Roestvaststalen legeringen zijn bestand tegen corrosie, behouden hun sterkte bij hoge temperaturen en zijn gemakkelijk te onderhouden. Meestal zijn dit chroom, nikkel en molybdeen. Roestvaststaallegeringen worden voornamelijk gebruikt in de automobiel-, ruimtevaart- en bouwsector.
302 roestvrij staal: Austenitisch, niet-magnetisch, extreem sterk en taai, 302 roestvrij staal is een van de meest voorkomende chroom-nikkel roestvrije en hittebestendige staalsoorten. Koud bewerken zal de hardheid dramatisch verhogen, en toepassingen variëren van de stempel-, spin- en draadvormindustrie tot de voedingsmiddelen- en drankenindustrie, sanitaire, cryogene en drukhoudende industrie. 302 roestvrij staal wordt ook verwerkt in alle soorten ringen, veren, schermen en kabels.
304 roestvrij staal: deze niet-magnetische legering is de meest veelzijdige en meest gebruikte roestvrij staalsoort. 304 roestvrij staal heeft een lager koolstofgehalte om carbideprecipitatie te minimaliseren en wordt gebruikt bij toepassingen bij hoge temperaturen. Het wordt vaak gebruikt voor de verwerking van apparatuur in de mijnbouw, de chemische, cryogene, voedingsmiddelen-, zuivel- en farmaceutische industrie. De weerstand tegen corrosieve zuren maakt 304 roestvrij staal ook ideaal voor kookgerei, apparaten, gootstenen en tafelbladen.

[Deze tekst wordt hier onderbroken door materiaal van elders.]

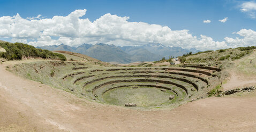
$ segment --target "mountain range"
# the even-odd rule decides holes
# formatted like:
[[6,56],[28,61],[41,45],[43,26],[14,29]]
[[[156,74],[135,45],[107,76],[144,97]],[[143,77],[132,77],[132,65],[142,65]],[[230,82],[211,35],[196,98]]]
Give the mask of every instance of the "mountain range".
[[194,48],[184,49],[180,47],[169,47],[161,44],[151,43],[141,46],[116,46],[114,45],[84,44],[77,47],[64,44],[37,47],[49,51],[77,52],[102,61],[127,63],[136,61],[154,61],[164,57],[178,56],[190,52],[199,52]]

316 roestvrij staal: Deze legering wordt aanbevolen voor lassen omdat het een koolstofgehalte lager dan 302 heeft om carbideprecipitatie bij lastoepassingen te voorkomen. De toevoeging van molybdeen en een iets hoger nikkelgehalte maken 316 roestvrij staal geschikt voor architectonische toepassingen in zware omstandigheden, van vervuilde maritieme omgevingen tot gebieden met temperaturen onder het vriespunt. Apparatuur in de chemische, voedsel-, papier-, mijnbouw-, farmaceutische en aardolie-industrie omvat vaak 316 roestvrij staal.